In this post we explore data warehouse performance, taking into account the new Gen2 tier.
A key goal when optimising request (data warehouse speak for query) performance is to reduce any costly DMS operation, specifically shufflemove and broadcastmove. Performing the basic steps outlined in part 1, will in most cases reduce the impact of the costly operations. However to completely eliminate these costly operations we can start by choosing:
- An optimal distribution type
- The appropriate distribution key
The Azure Data warehouse supports 3 types of distributions:
- Round robin
With replicate distribution, a copy of the entire table is copied to each data distribution (60 in total). This distribution type is suited to small tables or tables that contain only static dataset, i.e. does not change frequently. With the other two distribution types, data is distributed across the distributions. In a round robin distribution, the rows in the table are spread evenly across the distributions. The hash distribution on the other hand, is slightly different where we have more control on how the data is distributed using a distribution key.
I’ll focus on the other two distribution types from here on since in most cases we would be dealing with large changing data sets (> 60 Million rows).
Follow the robin
When a suitable distribution key cannot be easily found one can use round robin. In fact when we don’t care about request performance such as during the ETL phase of our process pipeline the round robin distribution is a great candidate to stage data for quick loads. Alas we are here to optimise queries so I would not follow the robin any further.

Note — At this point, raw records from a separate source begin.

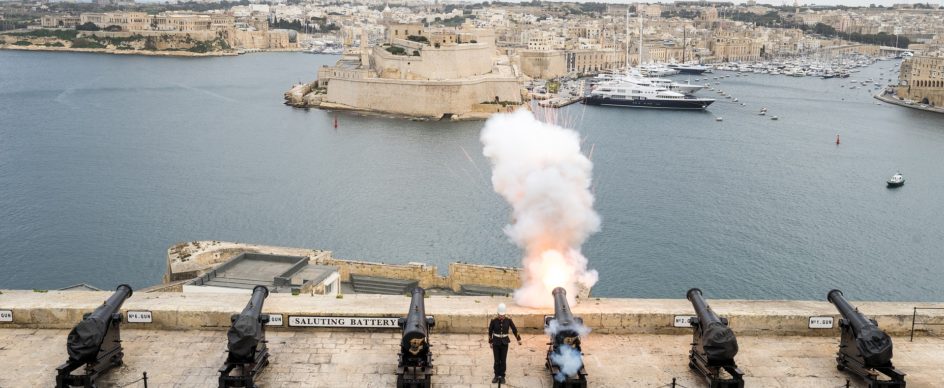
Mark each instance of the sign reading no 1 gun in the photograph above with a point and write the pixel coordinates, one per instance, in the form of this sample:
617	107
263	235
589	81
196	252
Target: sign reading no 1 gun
821	322
683	321
139	317
275	320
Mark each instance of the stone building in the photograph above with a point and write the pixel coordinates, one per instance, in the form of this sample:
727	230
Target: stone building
732	47
922	80
404	77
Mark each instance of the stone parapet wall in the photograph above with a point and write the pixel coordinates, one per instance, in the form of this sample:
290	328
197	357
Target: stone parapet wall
420	98
193	259
463	314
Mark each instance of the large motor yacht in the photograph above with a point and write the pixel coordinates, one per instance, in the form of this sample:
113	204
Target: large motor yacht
630	94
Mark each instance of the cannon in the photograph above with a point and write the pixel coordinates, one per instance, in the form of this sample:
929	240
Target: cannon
564	355
94	343
864	349
415	360
713	346
247	352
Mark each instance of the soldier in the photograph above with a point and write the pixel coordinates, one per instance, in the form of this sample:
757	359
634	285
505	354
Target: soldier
498	340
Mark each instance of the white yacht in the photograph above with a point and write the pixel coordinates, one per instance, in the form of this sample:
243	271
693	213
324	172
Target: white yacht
656	70
636	77
630	94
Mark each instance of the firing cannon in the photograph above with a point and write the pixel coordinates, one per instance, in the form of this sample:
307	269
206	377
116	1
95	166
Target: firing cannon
415	360
564	355
713	346
248	354
94	343
864	349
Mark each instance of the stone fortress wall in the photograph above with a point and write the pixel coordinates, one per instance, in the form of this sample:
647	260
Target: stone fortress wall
463	314
188	260
432	99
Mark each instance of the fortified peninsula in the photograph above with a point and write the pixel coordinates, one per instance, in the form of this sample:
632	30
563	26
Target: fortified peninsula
433	73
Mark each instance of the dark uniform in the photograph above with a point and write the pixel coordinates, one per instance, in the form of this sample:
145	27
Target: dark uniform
499	340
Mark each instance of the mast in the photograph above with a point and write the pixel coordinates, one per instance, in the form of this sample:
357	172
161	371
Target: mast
639	14
627	39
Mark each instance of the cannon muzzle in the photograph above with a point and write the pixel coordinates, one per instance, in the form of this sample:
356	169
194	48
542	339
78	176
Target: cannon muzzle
85	340
415	326
874	346
247	331
716	340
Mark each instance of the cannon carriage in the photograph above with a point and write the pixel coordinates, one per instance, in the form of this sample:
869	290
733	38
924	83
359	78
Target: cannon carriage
247	352
415	359
94	343
713	346
864	349
564	352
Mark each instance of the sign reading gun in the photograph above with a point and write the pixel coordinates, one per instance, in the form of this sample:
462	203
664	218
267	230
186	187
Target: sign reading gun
713	346
864	349
94	343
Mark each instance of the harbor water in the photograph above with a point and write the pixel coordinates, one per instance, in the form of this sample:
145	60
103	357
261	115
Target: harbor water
106	161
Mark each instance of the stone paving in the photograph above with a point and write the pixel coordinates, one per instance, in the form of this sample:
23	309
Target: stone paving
28	358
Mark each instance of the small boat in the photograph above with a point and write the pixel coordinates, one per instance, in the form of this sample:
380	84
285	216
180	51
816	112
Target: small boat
896	180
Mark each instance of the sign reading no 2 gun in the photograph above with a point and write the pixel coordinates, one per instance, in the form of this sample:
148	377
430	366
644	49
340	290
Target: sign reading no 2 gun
369	322
139	317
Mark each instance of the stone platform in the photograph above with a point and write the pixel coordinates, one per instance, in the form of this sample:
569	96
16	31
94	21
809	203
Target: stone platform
28	358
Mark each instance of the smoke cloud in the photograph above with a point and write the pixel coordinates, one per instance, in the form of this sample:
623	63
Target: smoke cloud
539	169
568	360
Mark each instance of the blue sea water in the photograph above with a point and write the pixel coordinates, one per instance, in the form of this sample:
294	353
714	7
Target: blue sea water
106	161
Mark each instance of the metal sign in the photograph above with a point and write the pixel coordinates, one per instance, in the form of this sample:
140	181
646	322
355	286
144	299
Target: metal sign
682	321
275	320
139	317
821	322
371	322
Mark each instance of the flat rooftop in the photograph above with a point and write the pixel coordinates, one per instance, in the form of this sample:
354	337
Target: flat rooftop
191	358
276	272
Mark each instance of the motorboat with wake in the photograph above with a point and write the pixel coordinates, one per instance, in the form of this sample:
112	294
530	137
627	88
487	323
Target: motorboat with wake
896	180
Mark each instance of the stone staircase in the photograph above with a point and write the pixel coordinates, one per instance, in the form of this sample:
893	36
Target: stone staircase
375	285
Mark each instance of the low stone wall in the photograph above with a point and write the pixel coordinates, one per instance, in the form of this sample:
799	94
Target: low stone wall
193	259
462	314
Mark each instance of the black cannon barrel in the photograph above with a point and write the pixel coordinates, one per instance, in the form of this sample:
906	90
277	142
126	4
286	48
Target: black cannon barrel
857	320
705	314
717	340
415	326
86	338
247	331
873	344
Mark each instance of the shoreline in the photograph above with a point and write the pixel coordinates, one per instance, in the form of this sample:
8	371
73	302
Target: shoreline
895	101
146	53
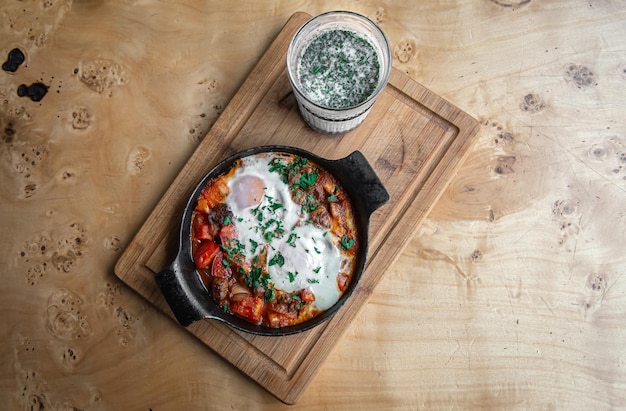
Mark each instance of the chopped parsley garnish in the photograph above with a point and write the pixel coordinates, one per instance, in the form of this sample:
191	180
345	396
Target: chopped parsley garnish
255	245
307	180
346	243
278	260
292	239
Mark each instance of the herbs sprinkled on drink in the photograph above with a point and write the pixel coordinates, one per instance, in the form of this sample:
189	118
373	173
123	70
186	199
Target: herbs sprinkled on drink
339	69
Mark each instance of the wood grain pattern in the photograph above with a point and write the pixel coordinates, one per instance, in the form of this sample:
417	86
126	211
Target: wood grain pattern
511	294
415	141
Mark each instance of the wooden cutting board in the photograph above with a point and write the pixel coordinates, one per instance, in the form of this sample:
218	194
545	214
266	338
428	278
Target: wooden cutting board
415	142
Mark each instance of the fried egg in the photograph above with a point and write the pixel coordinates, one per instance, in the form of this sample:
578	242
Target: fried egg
300	255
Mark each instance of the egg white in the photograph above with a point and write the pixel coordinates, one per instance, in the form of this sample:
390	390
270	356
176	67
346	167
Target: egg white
311	255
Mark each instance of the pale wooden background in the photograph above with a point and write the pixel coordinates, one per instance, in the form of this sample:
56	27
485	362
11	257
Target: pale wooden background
510	296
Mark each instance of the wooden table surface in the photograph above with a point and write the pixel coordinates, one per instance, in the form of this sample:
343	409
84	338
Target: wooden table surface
511	295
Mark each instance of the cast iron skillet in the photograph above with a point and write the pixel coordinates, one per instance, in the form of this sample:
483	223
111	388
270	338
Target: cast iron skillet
186	294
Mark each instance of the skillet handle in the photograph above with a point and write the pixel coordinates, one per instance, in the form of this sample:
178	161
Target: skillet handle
183	298
364	181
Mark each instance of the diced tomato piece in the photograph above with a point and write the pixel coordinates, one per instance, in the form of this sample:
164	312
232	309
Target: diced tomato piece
342	281
307	295
205	253
219	269
201	228
249	307
276	319
203	206
215	192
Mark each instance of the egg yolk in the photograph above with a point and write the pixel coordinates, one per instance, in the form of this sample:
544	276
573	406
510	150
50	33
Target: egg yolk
248	191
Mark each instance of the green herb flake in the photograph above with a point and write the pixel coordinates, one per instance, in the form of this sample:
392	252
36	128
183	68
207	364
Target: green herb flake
292	239
346	243
278	260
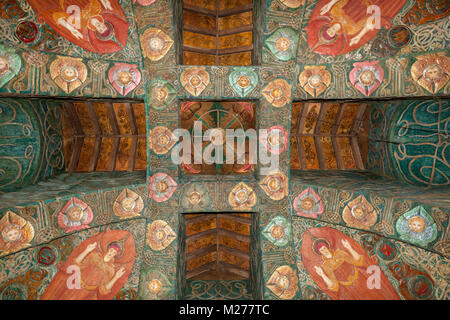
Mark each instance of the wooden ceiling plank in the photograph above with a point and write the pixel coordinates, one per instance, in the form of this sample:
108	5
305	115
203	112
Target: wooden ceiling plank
200	252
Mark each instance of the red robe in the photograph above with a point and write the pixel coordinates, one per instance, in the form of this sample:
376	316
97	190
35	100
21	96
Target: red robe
352	15
95	273
51	10
349	276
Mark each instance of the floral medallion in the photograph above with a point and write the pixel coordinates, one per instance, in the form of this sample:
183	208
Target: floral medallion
162	94
128	204
359	213
75	215
417	226
195	80
16	233
162	187
124	77
278	93
161	140
315	80
242	197
160	235
308	204
275	185
155	44
278	231
431	71
283	43
68	73
243	80
283	283
366	77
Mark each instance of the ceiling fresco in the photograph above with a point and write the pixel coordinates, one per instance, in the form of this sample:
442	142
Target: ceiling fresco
92	91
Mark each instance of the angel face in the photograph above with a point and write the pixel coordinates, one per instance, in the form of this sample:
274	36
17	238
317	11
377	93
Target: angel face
433	73
359	211
333	30
417	224
12	233
4	65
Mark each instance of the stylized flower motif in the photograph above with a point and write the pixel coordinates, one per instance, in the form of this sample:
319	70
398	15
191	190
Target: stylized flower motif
75	215
160	235
243	80
68	73
277	93
366	76
431	71
283	43
195	196
359	213
155	286
155	44
144	3
162	140
128	204
275	185
162	187
195	80
10	64
292	3
162	94
27	32
417	226
315	80
275	139
16	233
308	204
278	231
283	283
124	77
242	197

So that leaves us with our good mate, the hash.
Before we talk about hash distribution, we have to look ahead and envision the type of request patterns which would be executed in the data warehouse. In most cases this is an easy process because most cases the fact table will have a primary key which all the dimension tables will depend on, if this is the case then this is a good place to start.
If you are unfortunate and don’t have a fact table in the mart then we have to review all the queries especially those with joins and identify the commonly used predicates. Once the predicates have been identified we select a key based on the the following criteria:
- Predicate frequency: Commonly used predicate – dominant predicate
- Distribution skew: Key with the lowest distribution skew
Identify distribution skew
- To identify distribution skew, create multiple copies of the table with the different distribution keys using CTAS
- Execute DBCC PDW_SHOWSPACEUSED which will provide the distribution skew.
Living with distribution Skew
In some cases if you cannot avoid distribution skew or find it difficult choosing a key with the least distribution skew, then I would suggest using temporary tables. I have previously written about my love for temporary tables – breaking down complex queries in the data warehouse.
Assuming I have 2 tables, FactTable1 and DimentionTable1, which are distributed on column A and column B respectively. If the predicate is on column B, then a temporary table can be of great help to transform FactTable1 into a new temporary table (FactTable2) distributed on column B which can then be joined to DimentionTable1. Now all tables have the same distribution keys and the predicate is the same.
It is worth nothing that the new Gen2 data warehouse performance tier uses NvMe SSD for tempdb. Further performance results to be explored in future posts.